Badan Pemeriksa Keuangan (BPK) mengingatkan rasio utang pemerintah pusat terus meningkat sejak 2015.

Sekalipun rasio utang masih di bawah ambang batas, yakni 60% dari produk domestik bruto (PDB), kata Ketua BPK Moermahadi Soerja Djanegara, pemerintah tetap perlu berhati-hati.

“Kita kan sudah warning. Sudah harus hati-hati nih. Memang masih di bawah ambang batas, tapi makin lama makin meningkat,” kata Moermahadi seusai menyampaikan Laporan Hasil Pemeriksaan BPK atas Laporan Keuangan Pemerintah Pusat (LKPP) Tahun 2018 dan Ikhtisar Hasil Pemeriksaan Semester II Tahun 2018 kepada DPR di kompleks parlemen Senayan, Jakarta, kemarin.

Dalam laporan itu, BPK memberikan sejumlah catatan. Salah satunya mengenai rasio utang pemerintah pusat.

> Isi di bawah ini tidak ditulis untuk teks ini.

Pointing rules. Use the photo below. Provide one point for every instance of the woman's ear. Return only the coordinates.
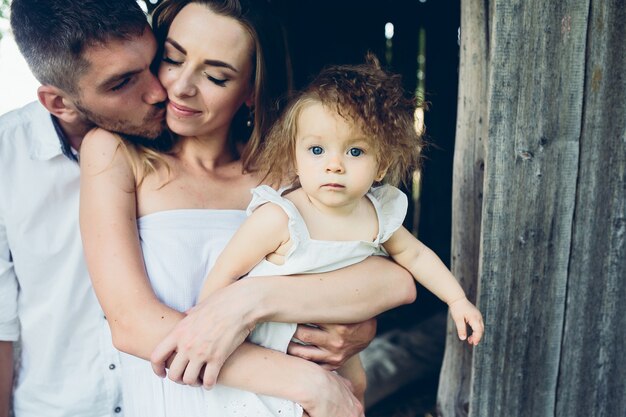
(250, 100)
(58, 103)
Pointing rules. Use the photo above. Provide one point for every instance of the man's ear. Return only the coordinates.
(58, 103)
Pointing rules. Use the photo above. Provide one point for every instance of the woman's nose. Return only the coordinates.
(184, 86)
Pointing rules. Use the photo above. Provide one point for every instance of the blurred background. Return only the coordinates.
(418, 39)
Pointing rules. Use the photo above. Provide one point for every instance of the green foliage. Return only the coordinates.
(4, 14)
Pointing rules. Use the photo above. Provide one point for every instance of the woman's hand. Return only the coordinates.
(465, 313)
(203, 340)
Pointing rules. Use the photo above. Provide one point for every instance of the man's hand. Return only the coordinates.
(332, 397)
(331, 345)
(202, 341)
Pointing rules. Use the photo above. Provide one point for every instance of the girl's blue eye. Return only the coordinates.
(170, 61)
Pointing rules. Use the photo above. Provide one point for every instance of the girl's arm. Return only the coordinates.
(262, 233)
(215, 327)
(431, 272)
(138, 320)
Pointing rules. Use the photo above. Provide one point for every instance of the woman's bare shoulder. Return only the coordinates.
(101, 149)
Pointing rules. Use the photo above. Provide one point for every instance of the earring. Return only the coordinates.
(250, 120)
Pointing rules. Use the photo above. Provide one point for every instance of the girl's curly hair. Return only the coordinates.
(363, 94)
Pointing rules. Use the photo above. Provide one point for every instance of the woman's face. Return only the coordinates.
(206, 70)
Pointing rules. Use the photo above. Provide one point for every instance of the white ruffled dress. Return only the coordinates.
(180, 247)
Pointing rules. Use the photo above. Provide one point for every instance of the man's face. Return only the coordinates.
(119, 92)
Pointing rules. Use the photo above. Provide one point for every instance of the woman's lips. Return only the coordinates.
(333, 185)
(180, 110)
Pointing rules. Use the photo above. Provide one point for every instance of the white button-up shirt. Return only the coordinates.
(68, 366)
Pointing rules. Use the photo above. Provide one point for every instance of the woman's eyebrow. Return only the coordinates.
(211, 62)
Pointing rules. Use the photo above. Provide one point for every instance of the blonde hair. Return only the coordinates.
(272, 66)
(144, 160)
(365, 95)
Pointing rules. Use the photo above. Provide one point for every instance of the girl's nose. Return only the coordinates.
(334, 164)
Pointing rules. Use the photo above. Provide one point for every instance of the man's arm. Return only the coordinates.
(9, 324)
(6, 377)
(214, 328)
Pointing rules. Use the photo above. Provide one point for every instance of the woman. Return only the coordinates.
(169, 214)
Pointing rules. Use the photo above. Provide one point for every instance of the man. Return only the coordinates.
(68, 365)
(93, 61)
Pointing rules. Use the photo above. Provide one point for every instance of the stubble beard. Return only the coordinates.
(152, 126)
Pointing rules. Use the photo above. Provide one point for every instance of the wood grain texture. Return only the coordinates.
(592, 377)
(471, 133)
(536, 84)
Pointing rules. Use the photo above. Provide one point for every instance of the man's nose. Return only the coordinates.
(156, 93)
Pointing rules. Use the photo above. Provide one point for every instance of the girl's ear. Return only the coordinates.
(381, 173)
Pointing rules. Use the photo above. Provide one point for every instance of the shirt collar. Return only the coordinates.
(66, 148)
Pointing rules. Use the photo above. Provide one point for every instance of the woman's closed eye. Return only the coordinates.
(170, 61)
(221, 82)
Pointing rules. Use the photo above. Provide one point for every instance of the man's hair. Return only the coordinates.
(53, 35)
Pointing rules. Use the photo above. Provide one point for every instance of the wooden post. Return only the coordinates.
(467, 192)
(535, 108)
(548, 80)
(592, 379)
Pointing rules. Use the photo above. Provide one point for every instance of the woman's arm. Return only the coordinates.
(108, 223)
(215, 327)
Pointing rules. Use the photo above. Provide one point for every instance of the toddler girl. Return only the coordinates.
(342, 143)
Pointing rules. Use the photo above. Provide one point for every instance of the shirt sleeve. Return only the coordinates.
(9, 323)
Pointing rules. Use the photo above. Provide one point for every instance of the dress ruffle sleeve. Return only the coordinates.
(265, 194)
(392, 206)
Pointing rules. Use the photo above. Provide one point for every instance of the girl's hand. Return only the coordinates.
(465, 313)
(331, 396)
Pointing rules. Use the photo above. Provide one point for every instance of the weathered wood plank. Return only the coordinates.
(535, 105)
(467, 189)
(592, 378)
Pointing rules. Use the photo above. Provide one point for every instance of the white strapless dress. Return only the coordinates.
(179, 248)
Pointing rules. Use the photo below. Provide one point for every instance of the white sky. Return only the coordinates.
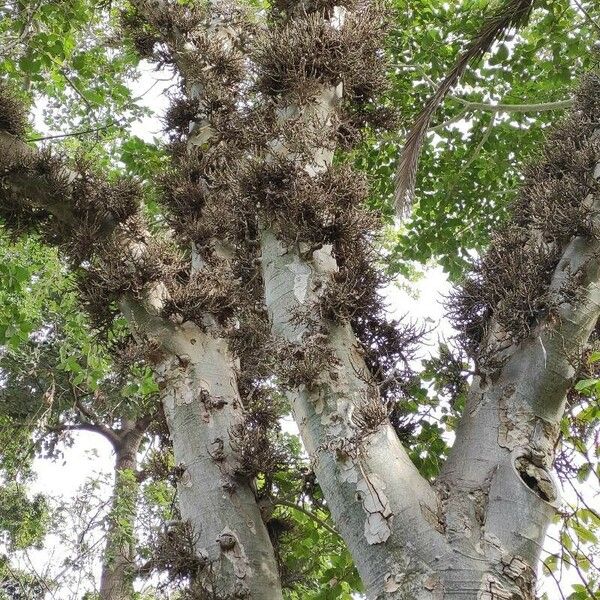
(91, 455)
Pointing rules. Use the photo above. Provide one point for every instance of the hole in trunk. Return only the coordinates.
(538, 480)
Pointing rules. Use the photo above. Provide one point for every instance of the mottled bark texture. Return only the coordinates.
(234, 556)
(270, 218)
(116, 580)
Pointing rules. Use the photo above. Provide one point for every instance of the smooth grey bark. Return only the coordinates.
(116, 579)
(476, 534)
(505, 445)
(202, 404)
(385, 511)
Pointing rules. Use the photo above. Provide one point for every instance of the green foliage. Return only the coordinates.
(470, 169)
(23, 520)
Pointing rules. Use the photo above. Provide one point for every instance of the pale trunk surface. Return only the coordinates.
(116, 580)
(202, 405)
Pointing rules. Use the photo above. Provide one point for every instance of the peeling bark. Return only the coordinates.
(202, 404)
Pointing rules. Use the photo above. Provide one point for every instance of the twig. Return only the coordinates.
(72, 134)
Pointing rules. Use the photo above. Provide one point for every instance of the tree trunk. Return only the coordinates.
(116, 582)
(202, 404)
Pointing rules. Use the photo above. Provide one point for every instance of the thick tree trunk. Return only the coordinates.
(201, 401)
(202, 404)
(116, 581)
(385, 511)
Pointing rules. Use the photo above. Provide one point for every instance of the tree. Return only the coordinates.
(247, 276)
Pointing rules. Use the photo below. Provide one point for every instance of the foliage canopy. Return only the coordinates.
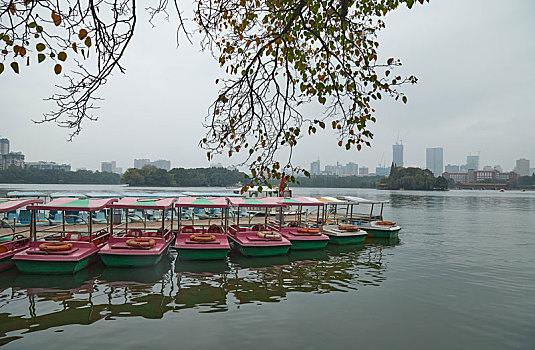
(277, 57)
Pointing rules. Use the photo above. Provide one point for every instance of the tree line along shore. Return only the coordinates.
(399, 178)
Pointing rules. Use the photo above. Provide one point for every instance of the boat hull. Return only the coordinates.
(202, 254)
(52, 267)
(299, 244)
(6, 263)
(345, 240)
(381, 233)
(262, 251)
(117, 253)
(118, 260)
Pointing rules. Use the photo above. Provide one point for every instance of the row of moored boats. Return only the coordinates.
(266, 226)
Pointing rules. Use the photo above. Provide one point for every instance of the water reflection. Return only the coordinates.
(35, 303)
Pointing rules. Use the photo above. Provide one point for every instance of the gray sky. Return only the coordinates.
(474, 60)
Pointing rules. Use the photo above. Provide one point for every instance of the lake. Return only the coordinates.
(460, 276)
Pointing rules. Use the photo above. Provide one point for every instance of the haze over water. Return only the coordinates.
(461, 276)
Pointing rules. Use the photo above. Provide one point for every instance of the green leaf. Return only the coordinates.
(15, 67)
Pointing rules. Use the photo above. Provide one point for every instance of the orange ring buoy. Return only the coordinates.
(308, 230)
(55, 246)
(141, 242)
(202, 238)
(351, 228)
(268, 235)
(386, 223)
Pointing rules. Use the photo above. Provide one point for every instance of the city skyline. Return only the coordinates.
(455, 103)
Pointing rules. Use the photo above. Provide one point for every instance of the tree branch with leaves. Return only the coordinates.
(278, 57)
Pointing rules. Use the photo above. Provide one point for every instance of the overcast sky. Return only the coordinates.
(476, 93)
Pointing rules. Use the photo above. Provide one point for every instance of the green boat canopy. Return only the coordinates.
(143, 203)
(266, 202)
(202, 202)
(80, 204)
(9, 204)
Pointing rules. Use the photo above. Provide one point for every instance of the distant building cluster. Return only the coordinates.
(397, 154)
(47, 166)
(350, 169)
(473, 176)
(9, 159)
(471, 171)
(17, 159)
(161, 163)
(434, 160)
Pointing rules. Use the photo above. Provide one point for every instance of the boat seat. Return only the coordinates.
(215, 229)
(187, 229)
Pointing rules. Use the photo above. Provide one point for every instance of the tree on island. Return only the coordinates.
(277, 56)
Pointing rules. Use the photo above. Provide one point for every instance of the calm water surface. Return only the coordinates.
(461, 276)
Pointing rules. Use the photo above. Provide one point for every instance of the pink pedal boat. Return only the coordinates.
(301, 233)
(62, 251)
(15, 242)
(135, 246)
(260, 239)
(205, 241)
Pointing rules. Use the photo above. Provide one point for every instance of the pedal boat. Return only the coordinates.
(138, 246)
(14, 242)
(303, 234)
(258, 240)
(206, 240)
(373, 224)
(62, 251)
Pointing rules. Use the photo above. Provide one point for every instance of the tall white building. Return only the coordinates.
(472, 162)
(163, 164)
(140, 163)
(108, 167)
(315, 168)
(397, 154)
(434, 160)
(522, 167)
(4, 146)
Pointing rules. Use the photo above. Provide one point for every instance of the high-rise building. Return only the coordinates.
(397, 154)
(164, 164)
(380, 171)
(351, 169)
(472, 162)
(140, 163)
(434, 160)
(4, 146)
(315, 168)
(108, 167)
(451, 168)
(522, 167)
(12, 159)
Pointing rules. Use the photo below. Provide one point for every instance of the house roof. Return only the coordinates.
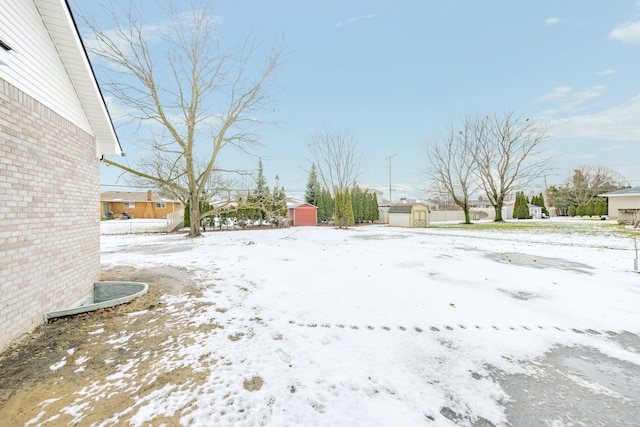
(293, 205)
(405, 207)
(132, 196)
(57, 17)
(634, 191)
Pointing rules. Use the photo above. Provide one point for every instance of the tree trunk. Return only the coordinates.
(498, 207)
(194, 215)
(467, 215)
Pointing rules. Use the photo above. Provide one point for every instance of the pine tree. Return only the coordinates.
(356, 204)
(311, 195)
(348, 207)
(374, 208)
(328, 204)
(321, 212)
(602, 207)
(366, 206)
(520, 207)
(338, 209)
(259, 198)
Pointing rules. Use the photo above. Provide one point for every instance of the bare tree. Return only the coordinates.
(177, 79)
(451, 165)
(507, 156)
(336, 158)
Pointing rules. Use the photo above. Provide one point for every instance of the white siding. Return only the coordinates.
(34, 65)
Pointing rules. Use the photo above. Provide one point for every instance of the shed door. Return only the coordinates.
(420, 219)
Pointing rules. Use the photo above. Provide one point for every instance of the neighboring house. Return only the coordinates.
(412, 215)
(535, 211)
(136, 204)
(623, 204)
(54, 129)
(301, 214)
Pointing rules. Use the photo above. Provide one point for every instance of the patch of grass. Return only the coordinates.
(587, 226)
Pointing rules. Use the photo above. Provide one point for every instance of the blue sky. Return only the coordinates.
(398, 74)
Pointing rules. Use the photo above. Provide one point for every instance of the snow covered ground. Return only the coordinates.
(381, 326)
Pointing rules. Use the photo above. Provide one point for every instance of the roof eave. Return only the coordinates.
(62, 27)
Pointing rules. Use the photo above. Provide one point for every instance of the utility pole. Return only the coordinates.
(389, 158)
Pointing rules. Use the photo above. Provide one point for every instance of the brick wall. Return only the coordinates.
(49, 213)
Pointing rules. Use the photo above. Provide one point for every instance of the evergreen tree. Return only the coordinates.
(311, 193)
(601, 207)
(328, 204)
(374, 210)
(348, 207)
(321, 212)
(338, 209)
(259, 200)
(542, 204)
(521, 206)
(343, 209)
(357, 205)
(366, 206)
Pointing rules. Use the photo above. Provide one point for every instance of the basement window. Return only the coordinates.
(4, 52)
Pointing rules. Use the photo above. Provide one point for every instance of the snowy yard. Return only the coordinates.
(380, 326)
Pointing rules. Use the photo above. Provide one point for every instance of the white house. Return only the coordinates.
(54, 129)
(623, 204)
(409, 215)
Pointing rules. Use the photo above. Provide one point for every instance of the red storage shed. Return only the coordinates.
(301, 214)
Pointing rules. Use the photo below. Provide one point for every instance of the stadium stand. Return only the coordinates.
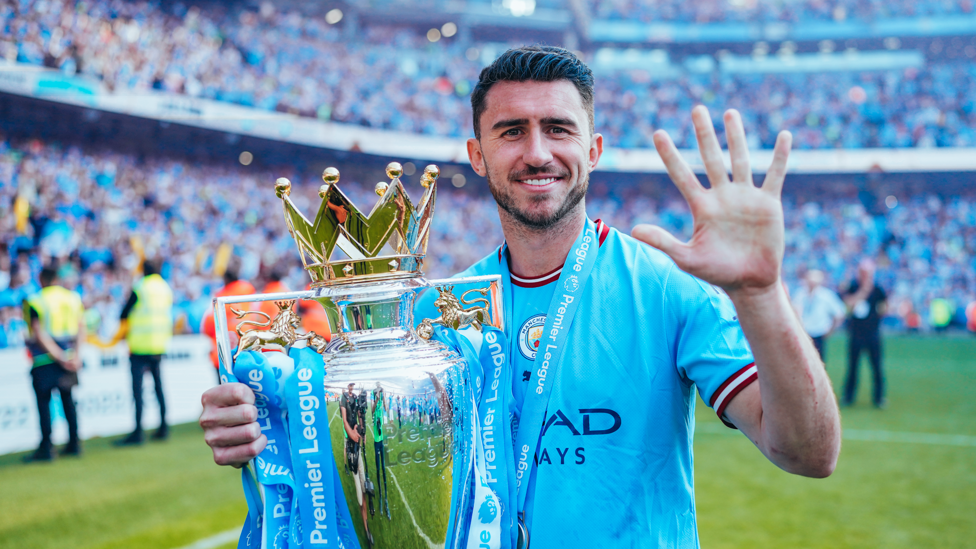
(290, 62)
(101, 211)
(713, 11)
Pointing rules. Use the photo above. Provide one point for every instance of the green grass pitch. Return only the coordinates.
(885, 494)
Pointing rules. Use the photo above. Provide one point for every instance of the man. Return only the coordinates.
(820, 310)
(233, 286)
(867, 303)
(380, 412)
(147, 323)
(613, 467)
(349, 406)
(56, 328)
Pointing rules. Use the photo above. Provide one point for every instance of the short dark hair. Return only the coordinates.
(533, 63)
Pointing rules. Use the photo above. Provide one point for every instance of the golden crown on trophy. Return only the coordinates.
(365, 240)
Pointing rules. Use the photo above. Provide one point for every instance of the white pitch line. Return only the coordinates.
(907, 437)
(910, 438)
(215, 540)
(429, 542)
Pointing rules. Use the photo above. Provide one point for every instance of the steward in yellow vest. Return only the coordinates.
(147, 320)
(56, 326)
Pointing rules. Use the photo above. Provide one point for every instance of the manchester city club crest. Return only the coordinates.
(530, 334)
(571, 284)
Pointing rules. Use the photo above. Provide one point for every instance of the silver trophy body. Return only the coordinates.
(396, 383)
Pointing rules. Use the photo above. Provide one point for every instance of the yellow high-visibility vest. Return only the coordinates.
(151, 320)
(59, 311)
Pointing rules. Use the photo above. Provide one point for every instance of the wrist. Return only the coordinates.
(747, 295)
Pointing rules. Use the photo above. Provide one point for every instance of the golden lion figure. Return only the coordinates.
(453, 313)
(282, 331)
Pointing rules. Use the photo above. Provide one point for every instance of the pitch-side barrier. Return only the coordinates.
(104, 394)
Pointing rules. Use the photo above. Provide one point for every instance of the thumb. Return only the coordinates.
(656, 237)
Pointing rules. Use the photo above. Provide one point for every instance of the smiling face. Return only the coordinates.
(537, 150)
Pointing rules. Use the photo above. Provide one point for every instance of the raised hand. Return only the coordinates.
(738, 237)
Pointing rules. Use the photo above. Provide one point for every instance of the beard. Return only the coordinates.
(542, 219)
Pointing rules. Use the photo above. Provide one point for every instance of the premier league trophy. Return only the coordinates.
(374, 436)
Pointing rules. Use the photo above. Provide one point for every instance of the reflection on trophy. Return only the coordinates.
(398, 399)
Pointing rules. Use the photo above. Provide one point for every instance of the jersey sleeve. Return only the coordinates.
(710, 349)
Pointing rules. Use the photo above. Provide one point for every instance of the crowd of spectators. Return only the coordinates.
(394, 78)
(99, 213)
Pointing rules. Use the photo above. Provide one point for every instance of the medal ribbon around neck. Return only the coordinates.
(562, 309)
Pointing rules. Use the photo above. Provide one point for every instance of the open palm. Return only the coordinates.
(738, 237)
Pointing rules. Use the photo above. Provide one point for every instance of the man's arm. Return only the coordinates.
(738, 244)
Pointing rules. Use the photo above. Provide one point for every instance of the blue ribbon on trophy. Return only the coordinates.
(482, 493)
(303, 503)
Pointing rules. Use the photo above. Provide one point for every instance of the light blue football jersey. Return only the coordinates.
(615, 457)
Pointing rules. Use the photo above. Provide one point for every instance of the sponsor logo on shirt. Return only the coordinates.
(580, 423)
(530, 335)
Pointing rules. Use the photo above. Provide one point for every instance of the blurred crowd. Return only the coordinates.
(99, 214)
(394, 78)
(793, 11)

BPK menjabarkan ada peningkatan rasio utang sejak 2015 sampai 2017. Pada 2015 rasio utang pemerintah pusat sebesar 27,4% dari PDB, di 2016 sebesar 28,3%, dan pada 2017 sebesar 29,93%.

Namun, pada 2018 rasio utang turun menjadi 29,81%.

“Peningkatan rasio utang tersebut tidak lepas dari realisasi pembiayaan utang dari 2015 hingga 2018 yaitu sebesar Rp 380 triliun pada 2015, Rp 403 triliun pada 2016, Rp 429 triliun pada 2017, dan Rp 370 triliun pada 2018,” paparnya.

Lebih lanjut, Moermahadi menyampaikan bahwa hingga 31 Desember 2018 nilai pokok utang pemerintah sebesar Rp 4.466 triliun, yang terdiri atas utang luar negeri sebesar Rp 2.655 triliun atau 59% dan utang dalam negeri sebesar Rp 1.811 triliun atau 41%.

Dalam menanggapi catatan BPK tentang naiknya rasio utang pemerintah tersebut, Menteri Keuangan Sri Mulyani mengakui hal tersebut tidak lepas dari belanja modal dan belanja operasional yang juga naik.